First, in January 2022, the court ruled in National Federation of Independent Business v. Department of Labor, Occupational Safety and Health Administration to overturn the Biden administration-backed OSHA emergency temporary standard that would have required employees at large employers to get vaccinated or submit to weekly testing.
In June, the court issued New York State Rifle and Pistol Association Inc v. Bruen, voiding restrictions on the right to carry handguns in six states and the District of Columbia.
Then, in Dobbs v. Jackson Women’s Health Organization, the court overturned Roe v.

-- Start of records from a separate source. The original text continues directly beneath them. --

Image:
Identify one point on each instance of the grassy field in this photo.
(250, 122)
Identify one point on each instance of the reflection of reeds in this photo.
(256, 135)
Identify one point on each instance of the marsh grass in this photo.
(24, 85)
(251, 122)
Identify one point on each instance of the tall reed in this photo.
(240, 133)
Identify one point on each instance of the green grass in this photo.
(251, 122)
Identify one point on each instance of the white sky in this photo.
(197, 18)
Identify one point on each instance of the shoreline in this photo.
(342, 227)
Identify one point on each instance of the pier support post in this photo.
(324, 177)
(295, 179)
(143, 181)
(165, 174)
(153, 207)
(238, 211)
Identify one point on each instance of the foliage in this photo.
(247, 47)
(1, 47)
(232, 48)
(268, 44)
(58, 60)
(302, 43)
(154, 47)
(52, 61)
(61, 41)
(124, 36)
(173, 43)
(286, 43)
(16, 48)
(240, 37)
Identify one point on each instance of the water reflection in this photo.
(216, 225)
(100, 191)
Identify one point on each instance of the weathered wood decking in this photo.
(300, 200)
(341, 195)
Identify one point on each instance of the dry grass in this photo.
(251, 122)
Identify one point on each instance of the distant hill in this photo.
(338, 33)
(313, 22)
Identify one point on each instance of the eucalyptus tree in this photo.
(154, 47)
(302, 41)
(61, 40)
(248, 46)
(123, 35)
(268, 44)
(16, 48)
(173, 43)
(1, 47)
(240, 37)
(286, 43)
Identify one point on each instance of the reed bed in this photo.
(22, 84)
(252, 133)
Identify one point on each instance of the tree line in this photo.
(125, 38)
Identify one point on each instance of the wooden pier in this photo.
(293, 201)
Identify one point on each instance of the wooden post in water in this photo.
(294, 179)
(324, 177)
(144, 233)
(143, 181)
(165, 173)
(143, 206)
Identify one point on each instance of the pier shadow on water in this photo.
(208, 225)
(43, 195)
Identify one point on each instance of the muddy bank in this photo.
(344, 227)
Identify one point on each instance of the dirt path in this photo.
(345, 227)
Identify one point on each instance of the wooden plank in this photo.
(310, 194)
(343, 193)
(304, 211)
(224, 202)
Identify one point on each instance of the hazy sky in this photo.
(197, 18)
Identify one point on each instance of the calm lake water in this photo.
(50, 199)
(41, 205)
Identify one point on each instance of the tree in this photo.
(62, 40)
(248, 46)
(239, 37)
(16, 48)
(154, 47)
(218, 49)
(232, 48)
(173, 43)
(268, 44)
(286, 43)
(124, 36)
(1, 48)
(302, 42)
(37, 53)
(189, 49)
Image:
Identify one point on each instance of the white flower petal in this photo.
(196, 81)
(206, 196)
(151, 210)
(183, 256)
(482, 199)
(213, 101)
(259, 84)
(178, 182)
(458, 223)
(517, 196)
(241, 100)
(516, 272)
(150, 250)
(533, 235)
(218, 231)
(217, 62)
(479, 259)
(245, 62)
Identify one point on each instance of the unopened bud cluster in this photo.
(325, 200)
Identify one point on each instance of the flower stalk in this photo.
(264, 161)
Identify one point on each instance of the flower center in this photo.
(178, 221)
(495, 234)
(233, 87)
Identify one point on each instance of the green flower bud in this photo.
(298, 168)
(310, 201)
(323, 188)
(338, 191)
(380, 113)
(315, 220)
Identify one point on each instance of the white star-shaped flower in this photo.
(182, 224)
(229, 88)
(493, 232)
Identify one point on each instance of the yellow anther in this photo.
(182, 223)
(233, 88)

Wade, immediately triggering abortion bans in 13 states.
The study authors used publicly available data to model the impact of each case over time, estimating a cumulative of nearly 3,000 preventable deaths will be attributable to the decisions over the next decade. Their analysis suggests the OSHA decision led to about 22,830 additional COVID-19 hospitalizations in 2022, Bruen will lead to 377 non-fatal firearm-related injuries annually and Dobbs will cause 982 cases of postpartum hemorrhage, and 454 cases of maternal morbidity each year. The most affected populations, researchers wrote, are likely to be working-age adults and adolescents.
The researchers said these numbers are conservative estimates. In their analysis of Bruen, for example, they did not attempt to model the likelihood that the decision will spill over to influence policy in other states, though legal scholars worry it will do so. Since the ruling there, have been at least 31 successful second amendment claims argued in federal courts, according to an analysis from Jacob Charles of Pepperdine University.
The erosion of gun control laws, particularly now, makes Americans less safe, experts have said. “The timing of [the Bruen] decision is unusually poor: firearm violence rates, already rising before COVID-19, have taken a historic spike since the start of the pandemic,” Jonathan Jay and Kalice Allen, both of the Boston University School of Public Health, wrote in the Journal of Law, Medicine, and Ethics.
Some state legislatures are taking steps to potentially mitigate negative health impacts of the rulings. In January, Minnesota became the first state post-Dobbs to pass a bill guaranteeing the right to an abortion. In California, Gov. Gavin Newsom introduced legislation to strengthen public carry laws following multiple mass shootings in the state.